没受什么重伤,可人家非得要住院,还让我家亲戚给带话儿,说是我家不赔钱,就让我爷去蹲大牢。
我生怕我爷被警察抓了,一路人哭了好几回。我爷却像是没事儿人一样,领着我往回走,一边走还一边告诉我:“野子,你记着,人可以惹祸,但是你得有惹了祸再往回收的本事。没那个本事就认怂,认怂不丢人。”

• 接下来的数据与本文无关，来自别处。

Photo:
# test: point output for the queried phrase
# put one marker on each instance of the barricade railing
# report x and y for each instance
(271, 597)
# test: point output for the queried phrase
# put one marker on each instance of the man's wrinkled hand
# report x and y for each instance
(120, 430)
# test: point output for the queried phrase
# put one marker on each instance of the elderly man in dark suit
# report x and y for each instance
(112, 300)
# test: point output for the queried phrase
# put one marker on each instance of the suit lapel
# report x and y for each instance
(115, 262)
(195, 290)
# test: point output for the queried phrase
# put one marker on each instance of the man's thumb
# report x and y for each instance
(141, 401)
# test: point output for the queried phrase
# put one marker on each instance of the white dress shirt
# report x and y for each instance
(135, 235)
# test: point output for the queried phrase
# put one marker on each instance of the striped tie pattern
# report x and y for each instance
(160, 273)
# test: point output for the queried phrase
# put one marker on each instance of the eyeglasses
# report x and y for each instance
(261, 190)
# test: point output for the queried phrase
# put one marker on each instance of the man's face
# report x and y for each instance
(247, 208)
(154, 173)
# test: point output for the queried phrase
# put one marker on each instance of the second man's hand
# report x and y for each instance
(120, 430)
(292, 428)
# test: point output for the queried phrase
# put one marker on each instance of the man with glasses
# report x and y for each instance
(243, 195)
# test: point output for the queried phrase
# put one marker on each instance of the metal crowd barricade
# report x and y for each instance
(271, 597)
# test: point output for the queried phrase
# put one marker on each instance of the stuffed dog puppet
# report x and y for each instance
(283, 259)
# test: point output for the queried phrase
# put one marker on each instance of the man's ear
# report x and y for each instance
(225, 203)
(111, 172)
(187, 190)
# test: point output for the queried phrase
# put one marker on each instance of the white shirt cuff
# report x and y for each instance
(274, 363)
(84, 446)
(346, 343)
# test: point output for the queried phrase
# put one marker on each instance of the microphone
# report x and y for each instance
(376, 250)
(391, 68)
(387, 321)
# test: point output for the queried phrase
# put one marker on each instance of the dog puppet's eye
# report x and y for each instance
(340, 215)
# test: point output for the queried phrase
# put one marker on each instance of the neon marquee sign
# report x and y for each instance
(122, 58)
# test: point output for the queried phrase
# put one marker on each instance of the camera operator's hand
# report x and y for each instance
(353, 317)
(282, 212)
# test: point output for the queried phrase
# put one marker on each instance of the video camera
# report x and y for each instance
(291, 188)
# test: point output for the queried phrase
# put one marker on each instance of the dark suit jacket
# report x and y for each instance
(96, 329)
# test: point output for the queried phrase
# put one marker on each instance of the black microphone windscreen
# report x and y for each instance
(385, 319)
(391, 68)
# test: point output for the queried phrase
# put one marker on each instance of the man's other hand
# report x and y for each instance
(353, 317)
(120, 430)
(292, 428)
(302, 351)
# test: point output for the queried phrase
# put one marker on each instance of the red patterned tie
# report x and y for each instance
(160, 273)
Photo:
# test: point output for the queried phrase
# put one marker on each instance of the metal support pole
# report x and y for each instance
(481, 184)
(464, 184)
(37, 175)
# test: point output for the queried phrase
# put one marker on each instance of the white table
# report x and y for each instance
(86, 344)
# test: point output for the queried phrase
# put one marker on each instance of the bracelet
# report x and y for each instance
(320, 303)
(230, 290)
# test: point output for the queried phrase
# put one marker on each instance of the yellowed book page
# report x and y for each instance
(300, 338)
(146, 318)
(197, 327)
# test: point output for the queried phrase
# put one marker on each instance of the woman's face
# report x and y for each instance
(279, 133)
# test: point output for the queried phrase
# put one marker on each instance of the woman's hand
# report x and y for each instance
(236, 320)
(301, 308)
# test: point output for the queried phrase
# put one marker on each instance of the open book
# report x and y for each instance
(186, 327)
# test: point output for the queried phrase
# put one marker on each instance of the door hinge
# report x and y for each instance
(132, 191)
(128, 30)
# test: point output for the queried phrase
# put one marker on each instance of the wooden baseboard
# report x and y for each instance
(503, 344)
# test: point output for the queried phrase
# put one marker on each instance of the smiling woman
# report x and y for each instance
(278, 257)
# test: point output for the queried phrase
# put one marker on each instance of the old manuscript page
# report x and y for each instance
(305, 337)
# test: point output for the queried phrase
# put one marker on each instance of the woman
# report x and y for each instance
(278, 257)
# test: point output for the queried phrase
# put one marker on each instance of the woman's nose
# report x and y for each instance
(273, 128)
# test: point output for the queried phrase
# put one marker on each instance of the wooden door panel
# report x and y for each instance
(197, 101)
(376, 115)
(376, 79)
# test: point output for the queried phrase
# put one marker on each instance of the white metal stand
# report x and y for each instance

我当时以为我爷是要认怂,哭的就更厉害了。我爷也没多说什么,抱着我回了家。
那天晚上,我一直睡不着。到了半夜就听见我爷悄悄起来去了西屋,好半天都不出来。
我悄悄爬起来扒着门缝往西屋里一看,差点没吓得喊出声来。
当时,我清清楚楚的看见,我爷坐在西屋的炕桌边上,桌子上摆着七个白瓷酒盅,每个酒盅下面都压着一张黄纸。
我爷闭着眼睛坐在桌子边上一动不动,脸上被油灯照得一片铁青,看着就跟死人没什么区别。
我吓得捂着嘴不敢出声,我爷却猛地一下睁开了眼睛。我爷那双眼睛就跟夜猫子似的,眼睛闪出来的凶光亮得吓人。我以为他是在往这边看,吓得赶紧一缩脑袋。